Because she wasn’t good enough her grandparents hadn't loved her.

Because she wasn’t good enough, no one wanted to adopt her, and no foster family wanted to keep her.

Because she wasn’t even good enough for her twin brother to stay.

That was the moment she knew she had to stop looking to others for their validation. She had to be good enough for herself.

For years, she thought she had learned that lesson, but now, looking back at all the failed relationships and two engagements that had never gone through to marriage, Scarlett knew all she had been doing was lying to herself.

Still, she was trying so hard to get someone to love her.

Doubt was her constant friend. Worry that she might say or do something to make one of her teammates or someone from her Prey family turn on her was constant. She tried so hard to find love, but she kept looking in all the wrong places, that’s why she failed. You couldn’t force real love it just … was.

Maybe it was just time to accept that she was never going to be loved. Not the way she wanted to be. That sense of belonging that remained constantly out of reach was never going to happen for her.

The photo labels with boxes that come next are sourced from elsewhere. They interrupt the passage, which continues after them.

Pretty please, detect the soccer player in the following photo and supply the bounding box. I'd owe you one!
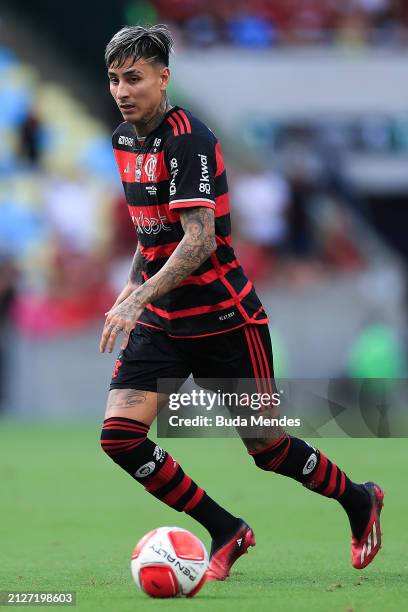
[100,25,384,580]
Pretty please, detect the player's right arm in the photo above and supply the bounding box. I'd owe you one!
[105,243,143,315]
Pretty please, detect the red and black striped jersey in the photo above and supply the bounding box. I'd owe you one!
[112,106,268,337]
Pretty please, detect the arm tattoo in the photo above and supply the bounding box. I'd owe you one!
[108,389,147,410]
[128,243,143,285]
[130,207,217,306]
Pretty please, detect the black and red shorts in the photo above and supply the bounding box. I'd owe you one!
[110,324,273,392]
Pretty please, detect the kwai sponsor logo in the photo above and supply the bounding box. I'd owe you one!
[132,210,171,235]
[118,136,135,147]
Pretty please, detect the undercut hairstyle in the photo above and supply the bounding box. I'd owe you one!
[105,24,174,68]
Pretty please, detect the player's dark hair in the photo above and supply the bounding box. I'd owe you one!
[105,24,174,68]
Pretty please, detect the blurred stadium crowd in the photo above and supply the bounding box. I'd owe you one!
[0,49,370,344]
[127,0,408,48]
[0,0,408,412]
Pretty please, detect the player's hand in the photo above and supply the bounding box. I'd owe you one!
[100,298,144,353]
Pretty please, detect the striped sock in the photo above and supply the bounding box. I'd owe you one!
[101,417,239,537]
[249,433,371,539]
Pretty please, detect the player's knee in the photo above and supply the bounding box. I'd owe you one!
[100,417,149,463]
[248,432,291,472]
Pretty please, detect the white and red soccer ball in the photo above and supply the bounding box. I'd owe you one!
[131,527,208,597]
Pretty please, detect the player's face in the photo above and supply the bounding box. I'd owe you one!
[108,59,170,124]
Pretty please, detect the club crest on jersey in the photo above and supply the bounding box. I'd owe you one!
[144,155,157,183]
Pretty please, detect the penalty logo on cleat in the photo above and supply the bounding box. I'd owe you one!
[302,453,317,476]
[360,522,377,563]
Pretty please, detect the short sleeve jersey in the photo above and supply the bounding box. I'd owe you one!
[112,106,268,337]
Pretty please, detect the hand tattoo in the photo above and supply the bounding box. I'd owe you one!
[129,206,217,307]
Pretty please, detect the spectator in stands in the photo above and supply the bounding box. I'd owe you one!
[0,254,17,409]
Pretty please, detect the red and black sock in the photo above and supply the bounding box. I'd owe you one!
[249,433,371,539]
[101,417,240,538]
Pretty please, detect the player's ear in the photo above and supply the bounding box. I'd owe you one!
[160,66,170,91]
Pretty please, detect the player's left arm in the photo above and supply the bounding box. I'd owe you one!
[100,206,217,352]
[101,134,217,352]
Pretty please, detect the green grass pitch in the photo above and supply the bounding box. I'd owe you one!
[0,422,408,612]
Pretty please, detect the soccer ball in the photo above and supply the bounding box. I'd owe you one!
[131,527,208,597]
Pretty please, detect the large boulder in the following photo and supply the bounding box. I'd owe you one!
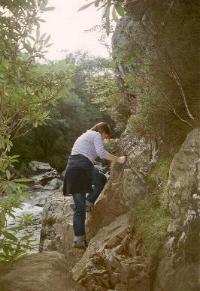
[154,128,200,291]
[72,214,150,291]
[0,252,83,291]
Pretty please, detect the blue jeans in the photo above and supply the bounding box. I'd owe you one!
[73,168,107,241]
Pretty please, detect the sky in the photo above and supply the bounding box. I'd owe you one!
[41,0,108,60]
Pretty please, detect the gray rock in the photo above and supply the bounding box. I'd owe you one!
[0,252,83,291]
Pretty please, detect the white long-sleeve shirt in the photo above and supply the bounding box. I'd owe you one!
[71,130,108,163]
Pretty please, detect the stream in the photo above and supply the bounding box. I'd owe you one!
[8,161,62,253]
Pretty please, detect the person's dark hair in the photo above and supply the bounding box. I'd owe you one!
[90,122,111,136]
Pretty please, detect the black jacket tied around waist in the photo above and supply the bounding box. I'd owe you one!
[63,154,94,196]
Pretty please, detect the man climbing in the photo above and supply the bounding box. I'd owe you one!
[63,122,126,248]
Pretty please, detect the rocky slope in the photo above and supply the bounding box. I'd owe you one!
[0,129,200,291]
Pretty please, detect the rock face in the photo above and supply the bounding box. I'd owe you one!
[72,214,150,291]
[154,128,200,291]
[0,252,71,291]
[40,136,155,291]
[37,129,200,291]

She had to be enough for herself.

If she didn't learn that lesson, she was going to wind up losing herself.

There was no way she could keep going through the pain of convincing herself she was in love with a man, that they were the answer to all her prayers, that she was going to have forever with them.

It had to stop.

Now.

No more.

So, she huddled in her cell, wondering if this was going to be what the rest of her life looked like, trying to figure out how she could be enough for herself, and chewing on her nails because right now, there was too much stress piled on her shoulders to make herself stop.

When footsteps outside her cell caught her attention, she straightened.

She’d already been given breakfast, and although there was no clock, there was no way it could be lunchtime already.

Scarlett was even more surprised when instead of a meal being pushed through the slot, the door was unlocked and opened. A guard stood there, his expression unreadable, and she warred between hope that she was finally being let out, and fear that it was time. Time to be booked and processed, time to be sent off to join the rest of the prisoners.

Or worse, time to be shipped off to some hidden prison that housed traitors and terrorists.

“Let’s go, Ms. Madden,” the guard said.

There were no handcuffs in his hands, and she faltered slightly as she got to her feet, unsure what that meant. Too many hours of sitting curled up in the corner of the uncomfortable bed had left her muscles stiff, and she swayed a little as she walked uncertainly across her cell.

When the guard merely turned and started walking, Scarlett followed.

They walked back the way they’d come when she was brought in, stopping in a small interview room. It was empty, and when the guard left her in there she stayed where she was, frozen in the middle of the room, no idea what was going on.

It was that unknown that had her fear ramping up.

What was going to happen to her?

Was her life about to get better or a whole lot worse?

She was still standing right where she was when the door opened again. Only this time, it wasn’t a guard or a cop who walked through it. It was the lawyer Prey kept on retainer. She’d only met him once, but she’d liked Walter Gunnerman. He was an older man in his early fifties, quiet, calm, professional, and a steady presence.

Now he was here, and her hope soared.

Did this mean what she hoped it did?

“Walter?” she asked, taking an uncertain step toward him.